Feature selected on (a) lung and (b) esophageal tumor datasets, respectively. Each column represents a bootstrapping evaluation, while the yellow points denote selected features.

\( \underline{\mathbf{Feature\;Selection\; \& \;Prediction\;Performance: }}\) REFS was compared with two univariate methods (RELIEF [9] and FAST [2]), and four multivariate methods (SVMRFE [7], KCS [18], HFS [12] and EFS [11]). Because of a limited number of instances, all compared methods were evaluated by the .632+ Bootstrapping [6], which ensures low bias and variance estimation. As a metric used to evaluate the selection performance, the robustness of the selected feature subsets was measured by the relative weighted consistency [15]. Its calculation is based on feature occurrence statistics obtained from all iterations of the .632+ Bootstrapping. The value of the relative weighted consistency ranges between [0, 1], where 1 means all selected feature subsets are approximately identical. To assess the prediction performance after feature selection, Accuracy and AUC were calculated. For all the compared methods except EFS, the SVM was chosen as the default classifier; the EK-NN [5] classifier was used with EFS and REFS.

Setting the number of Bootstraps to 100, results obtained by all methods are summarized in Table 1, where the input feature space is also presented as the baseline for comparison. We can find that REFS is competitive as it led to better performance than other methods on both two imbalanced datasets. The significance of the specified prior knowledge and data rebalancing procedure for REFS was also evaluated by successively removing them. Results obtained on the lung tumor data are shown in Fig. 3, from which we can find that both of them are important for improving the feature selection and prediction performance.

\(\underline{\mathbf{Analysis\;of\;Selected\;Feature\;Subsets: }}\) the indexes of features selected on both datasets with respect to 100 different Bootstraps are summarized in Fig. 4. For the lung tumor data, SUV\(_{max}\) during the fifth week of radiotherapy, and the temporal change of three GLSZM-based features were stably selected; for the esophageal tumor data, TLG at staging, and two clinical characteristics were stably selected. It is worth noting that the SUV-based features selected by REFS have also been proven to have significant predictive power in clinical studies,

Fig. 5.

The KM survival curves. The two groups of patients are obtained by (a) clinical validated predictor, and (b) features selected by REFS.

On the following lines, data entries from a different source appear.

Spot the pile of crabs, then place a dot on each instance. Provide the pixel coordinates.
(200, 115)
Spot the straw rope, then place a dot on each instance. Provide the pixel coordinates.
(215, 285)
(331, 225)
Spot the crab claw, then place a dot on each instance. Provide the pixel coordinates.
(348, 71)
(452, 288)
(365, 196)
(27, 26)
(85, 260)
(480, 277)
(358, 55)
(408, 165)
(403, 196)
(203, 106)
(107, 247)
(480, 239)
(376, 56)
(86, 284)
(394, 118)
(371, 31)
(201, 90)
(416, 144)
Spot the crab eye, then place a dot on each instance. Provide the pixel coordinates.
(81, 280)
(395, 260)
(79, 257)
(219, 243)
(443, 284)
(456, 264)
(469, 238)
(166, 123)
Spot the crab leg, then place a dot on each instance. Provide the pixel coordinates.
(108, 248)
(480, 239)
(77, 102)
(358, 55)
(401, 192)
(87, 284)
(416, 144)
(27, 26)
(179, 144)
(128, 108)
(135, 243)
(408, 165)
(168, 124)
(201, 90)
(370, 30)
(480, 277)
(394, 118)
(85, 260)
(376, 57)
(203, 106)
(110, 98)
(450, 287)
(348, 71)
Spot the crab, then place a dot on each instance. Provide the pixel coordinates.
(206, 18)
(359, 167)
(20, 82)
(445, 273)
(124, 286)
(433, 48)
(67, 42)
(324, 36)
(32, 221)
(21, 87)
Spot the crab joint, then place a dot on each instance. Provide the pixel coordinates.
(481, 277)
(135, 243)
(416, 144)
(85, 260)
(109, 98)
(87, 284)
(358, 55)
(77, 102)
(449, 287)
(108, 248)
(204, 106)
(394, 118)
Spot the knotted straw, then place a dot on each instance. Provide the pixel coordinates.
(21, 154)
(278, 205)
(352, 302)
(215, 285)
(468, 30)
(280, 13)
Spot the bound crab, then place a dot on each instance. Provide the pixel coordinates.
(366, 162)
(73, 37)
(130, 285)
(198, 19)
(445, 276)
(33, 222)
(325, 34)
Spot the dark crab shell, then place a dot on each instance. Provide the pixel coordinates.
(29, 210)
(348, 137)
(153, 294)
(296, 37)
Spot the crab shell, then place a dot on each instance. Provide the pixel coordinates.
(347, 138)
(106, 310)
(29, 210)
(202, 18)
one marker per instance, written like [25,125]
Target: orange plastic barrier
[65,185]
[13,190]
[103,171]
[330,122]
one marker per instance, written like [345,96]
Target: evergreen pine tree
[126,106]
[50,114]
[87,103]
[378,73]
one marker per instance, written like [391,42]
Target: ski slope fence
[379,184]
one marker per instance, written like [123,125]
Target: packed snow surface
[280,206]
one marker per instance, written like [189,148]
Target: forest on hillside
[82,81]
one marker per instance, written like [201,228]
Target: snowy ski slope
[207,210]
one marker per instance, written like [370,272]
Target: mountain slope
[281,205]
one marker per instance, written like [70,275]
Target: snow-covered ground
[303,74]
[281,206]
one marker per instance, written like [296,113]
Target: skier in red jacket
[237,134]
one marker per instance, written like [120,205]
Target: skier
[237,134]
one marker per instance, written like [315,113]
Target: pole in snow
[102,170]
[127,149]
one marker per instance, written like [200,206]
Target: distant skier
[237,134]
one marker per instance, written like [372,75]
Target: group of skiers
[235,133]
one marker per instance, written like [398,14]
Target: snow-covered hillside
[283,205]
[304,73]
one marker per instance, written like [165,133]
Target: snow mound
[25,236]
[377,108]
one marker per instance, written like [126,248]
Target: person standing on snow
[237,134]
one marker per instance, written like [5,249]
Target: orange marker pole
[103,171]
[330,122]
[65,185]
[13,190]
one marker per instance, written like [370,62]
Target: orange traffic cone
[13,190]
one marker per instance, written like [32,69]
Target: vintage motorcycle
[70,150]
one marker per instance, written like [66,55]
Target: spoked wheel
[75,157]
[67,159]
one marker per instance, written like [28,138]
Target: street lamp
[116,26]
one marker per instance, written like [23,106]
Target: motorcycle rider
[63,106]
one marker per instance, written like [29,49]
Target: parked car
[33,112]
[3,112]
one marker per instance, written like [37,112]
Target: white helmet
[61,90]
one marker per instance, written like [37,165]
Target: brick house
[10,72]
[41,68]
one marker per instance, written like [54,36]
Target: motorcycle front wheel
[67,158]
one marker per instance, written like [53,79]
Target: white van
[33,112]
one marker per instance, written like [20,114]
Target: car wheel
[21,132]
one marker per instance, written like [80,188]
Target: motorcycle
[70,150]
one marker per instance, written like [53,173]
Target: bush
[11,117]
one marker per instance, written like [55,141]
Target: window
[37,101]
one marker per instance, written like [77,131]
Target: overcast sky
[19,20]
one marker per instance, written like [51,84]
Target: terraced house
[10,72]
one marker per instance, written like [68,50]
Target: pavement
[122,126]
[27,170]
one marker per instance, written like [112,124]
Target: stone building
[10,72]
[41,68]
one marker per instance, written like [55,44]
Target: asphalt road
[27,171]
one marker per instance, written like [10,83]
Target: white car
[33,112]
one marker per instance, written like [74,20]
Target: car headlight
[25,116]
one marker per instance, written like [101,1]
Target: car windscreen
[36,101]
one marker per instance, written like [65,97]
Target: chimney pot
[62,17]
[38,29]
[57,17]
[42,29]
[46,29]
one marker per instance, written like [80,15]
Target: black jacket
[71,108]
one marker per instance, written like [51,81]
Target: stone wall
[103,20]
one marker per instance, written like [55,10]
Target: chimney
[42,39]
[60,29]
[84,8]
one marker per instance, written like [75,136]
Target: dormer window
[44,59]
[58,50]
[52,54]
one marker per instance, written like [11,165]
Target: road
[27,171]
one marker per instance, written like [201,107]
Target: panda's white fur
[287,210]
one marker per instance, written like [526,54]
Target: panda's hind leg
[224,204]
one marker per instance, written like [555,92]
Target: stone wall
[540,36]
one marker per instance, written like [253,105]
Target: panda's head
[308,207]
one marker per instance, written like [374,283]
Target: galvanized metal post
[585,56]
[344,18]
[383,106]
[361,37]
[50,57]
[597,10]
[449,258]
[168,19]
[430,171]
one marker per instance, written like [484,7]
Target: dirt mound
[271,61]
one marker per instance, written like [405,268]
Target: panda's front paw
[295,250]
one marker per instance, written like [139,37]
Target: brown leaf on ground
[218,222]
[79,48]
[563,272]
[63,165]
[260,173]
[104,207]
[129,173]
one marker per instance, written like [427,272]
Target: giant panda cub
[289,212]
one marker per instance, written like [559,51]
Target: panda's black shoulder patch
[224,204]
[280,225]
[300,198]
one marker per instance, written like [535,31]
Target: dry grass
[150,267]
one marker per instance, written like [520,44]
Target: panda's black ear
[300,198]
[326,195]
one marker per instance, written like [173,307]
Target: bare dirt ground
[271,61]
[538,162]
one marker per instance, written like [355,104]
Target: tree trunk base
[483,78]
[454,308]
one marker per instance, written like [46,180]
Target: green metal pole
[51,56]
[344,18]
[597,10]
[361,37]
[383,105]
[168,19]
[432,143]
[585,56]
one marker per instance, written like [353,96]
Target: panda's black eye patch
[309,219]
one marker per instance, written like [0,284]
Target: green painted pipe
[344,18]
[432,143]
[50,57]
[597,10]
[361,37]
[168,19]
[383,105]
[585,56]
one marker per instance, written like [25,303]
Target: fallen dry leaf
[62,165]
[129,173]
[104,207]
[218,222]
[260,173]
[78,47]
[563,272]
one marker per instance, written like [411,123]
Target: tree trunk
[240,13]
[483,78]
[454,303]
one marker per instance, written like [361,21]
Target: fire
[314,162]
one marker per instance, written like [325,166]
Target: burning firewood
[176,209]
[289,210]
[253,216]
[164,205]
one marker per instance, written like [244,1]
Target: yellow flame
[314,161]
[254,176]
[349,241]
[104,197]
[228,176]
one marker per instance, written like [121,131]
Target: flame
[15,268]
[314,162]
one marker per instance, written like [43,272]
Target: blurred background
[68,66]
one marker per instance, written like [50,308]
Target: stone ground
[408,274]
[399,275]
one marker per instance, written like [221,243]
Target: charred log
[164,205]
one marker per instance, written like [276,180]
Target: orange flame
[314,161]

e.g., the SUV\(_{max}\) during the fifth week of radiotherapy has been clinically validated in [17] for NSCLC; while, the TLG (total lesion glycolysis) at staging has also been validated in [10] for oesophageal squamous cell carcinoma. Therefore, we might say that the feature subsets selected by REFS are in consistent with existing clinical studies; moreover, other kinds of features included in each subset can provide complementary information for these already validated predictors to improve the prediction performance. To support this analysis, on the esophageal tumor data which has been followed up in a long term up to five years, we drawn the Kaplan-Meier (KM) survival curves obtained by the EK-NN classifier using, respectively, the feature subset selected by REFS, and the clinically validated predictor (i.e., TLG at tumor staging). Obtained results are shown in Fig. 5, in which each KM survival curve demonstrates the fraction of patients in a classified group that survives over time. As can be seen, using REFS (Fig. 5(b)), patients were better separated as two groups with distinct survival rates than using only TLG (Fig. 5(a)).

4 Conclusion

In this paper, predicting the outcome of cancer therapy primarily based on FDG-PET images has been studied. A robust method based on Dempster-Shafer Theory has been proposed to select discriminant feature subsets from small-sized and imbalanced datasets containing noisy and high-overlapped inputs. The effectiveness of the proposed method has been evaluated by two real datasets. The obtained results are in consistent with published clinical studies. The future work is to validate the proposed method on more datasets with much higher dimensional features. In addition, how to improve the stability of involved prior knowledge should also be further studied.